Let's start with a confession: everybody liked the A.J. Burnett deal when it was announced late in the offseason. The Phillies desperately needed a third reliable starting pitcher to complement Cole Hamels and Cliff Lee, and the veteran righty was coming off two very solid seasons for the Pirates. The deal was short-term as well--one year with a complicated player option--and the dollars seemed well worth it for a guy you probably could pencil in for close to 200 innings of sub-4 ERA ball. Best of all, if the team wasn't in the race come summer, that track record and contract probably would render Burnett movable in trade.

Of course, things didn't quite work out that way. Burnett's been durable--his 27 starts thus far lead the majors--but so do his 14 losses and 72 walks issued. He's looked much more like the guy from his awful last two years with the Yankees than the near-ace from his time in Pittsburgh. And after his latest losing effort last night, even with the decision for next year in his hands, it sounds like Burnett is close to deciding he's had enough.

With his 27th start of the season, Burnett passed a plateau that took his contract from $8.5 million to $10 million if he decides to pitch next season.

The value of that contract will swell to $12.75 when Burnett reaches 32 starts. He is on pace for 34.

The ball is completely in Burnett’s court -- or should we say wallet? -- because his deal is a player option. If the 37-year-old right-hander comes back for a 17th season, he gets the money. If he packs his baseball memories in a duffel bag and takes it to the house, he doesn’t get the money.

So, is Burnett going to pitch next season?

"I have no idea," the pitcher said after taking the loss Tuesday night. "Probably not. But we’ll see."

Burnett's 2014 has been a tale of two seasons. He was diagnosed with an inguinal hernia in mid-April but pitched through it, and had a decent 3.83 ERA in the first half of the season. Since the All-Star break, things have fallen apart. In his last seven games Burnett has a 6.41 ERA -- and that includes his brilliant July 23 start where he pitched eight scoreless innings.

That Burnett and Marlon Byrd--the team's other high-dollar veteran addition last winter--both remained Phillies through the trade deadline despite the team's hopeless competitive position probably represents the fecal icing on the failure cake of the 2014 season. It's also the latest confirmation that the front office either has no plan, or no ability to execute that plan. (Don't fret, though: team president David Montgomery has just come forward promising that GM Ruben Amaro is "not on the hot seat." I hope David and Ruben enjoy having CBP to themselves next summer.)

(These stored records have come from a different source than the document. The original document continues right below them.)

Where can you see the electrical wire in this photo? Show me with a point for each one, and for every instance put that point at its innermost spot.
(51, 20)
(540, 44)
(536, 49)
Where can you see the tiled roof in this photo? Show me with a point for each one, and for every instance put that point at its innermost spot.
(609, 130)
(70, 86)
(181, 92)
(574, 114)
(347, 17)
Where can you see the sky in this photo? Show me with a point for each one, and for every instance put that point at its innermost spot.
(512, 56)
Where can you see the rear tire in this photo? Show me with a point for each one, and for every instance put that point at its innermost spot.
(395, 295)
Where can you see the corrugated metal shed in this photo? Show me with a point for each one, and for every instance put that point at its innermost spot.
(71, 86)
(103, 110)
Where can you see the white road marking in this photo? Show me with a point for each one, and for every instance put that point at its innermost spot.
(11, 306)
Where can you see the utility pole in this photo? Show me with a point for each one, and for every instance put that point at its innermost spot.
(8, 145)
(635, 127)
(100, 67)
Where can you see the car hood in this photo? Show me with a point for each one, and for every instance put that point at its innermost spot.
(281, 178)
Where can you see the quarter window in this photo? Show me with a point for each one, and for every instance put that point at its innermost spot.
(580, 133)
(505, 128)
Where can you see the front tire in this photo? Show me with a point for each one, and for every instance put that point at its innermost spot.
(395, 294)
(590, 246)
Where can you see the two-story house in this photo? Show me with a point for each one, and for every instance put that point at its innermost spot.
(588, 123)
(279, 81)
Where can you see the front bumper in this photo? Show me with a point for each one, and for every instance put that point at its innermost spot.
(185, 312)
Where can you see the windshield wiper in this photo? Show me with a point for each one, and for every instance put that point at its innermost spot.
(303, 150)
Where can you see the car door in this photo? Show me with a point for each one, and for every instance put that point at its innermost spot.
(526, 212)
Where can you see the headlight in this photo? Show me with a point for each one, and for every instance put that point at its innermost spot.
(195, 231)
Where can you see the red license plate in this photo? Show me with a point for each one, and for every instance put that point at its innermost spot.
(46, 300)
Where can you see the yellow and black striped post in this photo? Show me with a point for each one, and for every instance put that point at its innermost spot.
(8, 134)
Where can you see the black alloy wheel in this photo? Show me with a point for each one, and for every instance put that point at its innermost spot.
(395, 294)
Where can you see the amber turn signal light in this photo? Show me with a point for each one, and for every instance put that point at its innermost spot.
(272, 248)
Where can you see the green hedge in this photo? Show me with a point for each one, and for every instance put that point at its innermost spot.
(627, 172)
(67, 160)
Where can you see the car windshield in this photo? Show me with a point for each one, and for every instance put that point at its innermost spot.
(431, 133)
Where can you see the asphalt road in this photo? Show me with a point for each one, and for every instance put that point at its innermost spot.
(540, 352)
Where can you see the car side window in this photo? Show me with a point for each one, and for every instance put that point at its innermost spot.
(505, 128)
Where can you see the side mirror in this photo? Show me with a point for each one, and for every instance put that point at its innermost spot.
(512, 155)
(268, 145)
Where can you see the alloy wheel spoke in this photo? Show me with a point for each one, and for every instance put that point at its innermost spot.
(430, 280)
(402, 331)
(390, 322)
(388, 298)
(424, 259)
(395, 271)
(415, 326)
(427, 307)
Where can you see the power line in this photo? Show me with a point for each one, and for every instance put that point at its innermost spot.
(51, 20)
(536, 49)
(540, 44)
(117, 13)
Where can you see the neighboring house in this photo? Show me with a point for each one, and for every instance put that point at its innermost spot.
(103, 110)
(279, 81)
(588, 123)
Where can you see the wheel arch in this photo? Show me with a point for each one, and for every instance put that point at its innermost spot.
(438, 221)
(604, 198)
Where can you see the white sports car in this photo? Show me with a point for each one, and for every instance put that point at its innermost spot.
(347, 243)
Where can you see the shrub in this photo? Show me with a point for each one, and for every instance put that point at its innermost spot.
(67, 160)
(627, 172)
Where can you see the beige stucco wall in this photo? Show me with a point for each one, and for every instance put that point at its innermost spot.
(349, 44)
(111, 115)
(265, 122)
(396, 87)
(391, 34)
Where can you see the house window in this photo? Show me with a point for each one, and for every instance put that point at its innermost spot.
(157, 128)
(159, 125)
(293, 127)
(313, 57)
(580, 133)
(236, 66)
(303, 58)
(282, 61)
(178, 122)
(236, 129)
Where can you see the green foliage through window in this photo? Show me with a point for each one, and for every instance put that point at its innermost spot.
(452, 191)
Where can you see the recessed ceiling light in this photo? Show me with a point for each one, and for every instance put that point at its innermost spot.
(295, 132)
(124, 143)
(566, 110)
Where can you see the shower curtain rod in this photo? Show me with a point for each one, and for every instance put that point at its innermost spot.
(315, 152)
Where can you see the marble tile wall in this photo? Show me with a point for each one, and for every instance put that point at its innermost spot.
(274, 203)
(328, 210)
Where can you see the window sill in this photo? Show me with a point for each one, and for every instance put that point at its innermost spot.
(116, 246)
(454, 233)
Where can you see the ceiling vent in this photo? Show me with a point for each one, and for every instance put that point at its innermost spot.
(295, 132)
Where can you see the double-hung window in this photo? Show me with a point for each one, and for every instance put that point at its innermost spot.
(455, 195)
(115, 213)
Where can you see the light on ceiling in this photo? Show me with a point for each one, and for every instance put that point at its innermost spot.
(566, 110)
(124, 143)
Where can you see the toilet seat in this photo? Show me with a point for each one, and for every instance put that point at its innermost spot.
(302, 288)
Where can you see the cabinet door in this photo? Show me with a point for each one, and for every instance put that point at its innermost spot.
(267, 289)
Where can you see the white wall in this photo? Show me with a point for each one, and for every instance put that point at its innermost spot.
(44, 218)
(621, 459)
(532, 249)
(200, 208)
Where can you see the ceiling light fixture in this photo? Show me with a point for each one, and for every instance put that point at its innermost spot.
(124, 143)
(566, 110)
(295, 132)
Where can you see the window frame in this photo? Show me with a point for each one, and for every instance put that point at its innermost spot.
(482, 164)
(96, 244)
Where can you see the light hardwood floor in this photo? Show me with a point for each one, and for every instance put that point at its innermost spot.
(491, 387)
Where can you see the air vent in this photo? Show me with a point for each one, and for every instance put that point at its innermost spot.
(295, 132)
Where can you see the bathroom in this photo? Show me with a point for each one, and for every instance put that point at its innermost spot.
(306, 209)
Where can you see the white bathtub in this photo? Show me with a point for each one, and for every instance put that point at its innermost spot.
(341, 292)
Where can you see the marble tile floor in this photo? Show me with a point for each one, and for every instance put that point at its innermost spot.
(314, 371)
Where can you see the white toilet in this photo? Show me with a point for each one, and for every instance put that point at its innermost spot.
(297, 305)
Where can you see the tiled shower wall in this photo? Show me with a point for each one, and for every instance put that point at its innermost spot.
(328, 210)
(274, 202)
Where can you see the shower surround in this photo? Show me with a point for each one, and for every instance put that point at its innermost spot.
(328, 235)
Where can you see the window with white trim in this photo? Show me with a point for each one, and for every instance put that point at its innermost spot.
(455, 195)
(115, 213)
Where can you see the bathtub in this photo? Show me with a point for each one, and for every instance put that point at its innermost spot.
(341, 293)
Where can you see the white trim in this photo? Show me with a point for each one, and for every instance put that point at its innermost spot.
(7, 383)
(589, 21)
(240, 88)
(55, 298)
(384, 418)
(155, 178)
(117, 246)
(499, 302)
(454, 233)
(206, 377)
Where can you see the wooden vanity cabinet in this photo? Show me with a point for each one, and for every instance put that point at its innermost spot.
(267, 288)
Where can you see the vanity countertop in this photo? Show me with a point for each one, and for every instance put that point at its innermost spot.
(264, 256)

I'd say there have been three signatures to Amaro's tenure. The first, particularly in his first few years--when the team's revenues were rising and he had a deep stock of prospect inventory--was that he almost always got the guys he wanted. The second, which only became clear from 2012 on, has been his near total failure to find worthwhile players to round out the roster. (The Phillies have had by far the worst bench in baseball this year. Again.)  And the the third has been the bizarre, often unnecessarily player-friendly contract provisions, particularly option years and no-trade clauses, he's tacked onto his contracts.

Byrd's limited NTC probably kept him in town this summer, and Burnett's escalating 2015 cost looked to be damaging as well. But if he heads home instead of pitching through pain for a 90-plus loss team next year, the Phillies save probably $12m on a pitcher who, by and large, hasn't really impressed. Hopefully they won't put it toward "cost certainty" by extending Kyle Kendrick.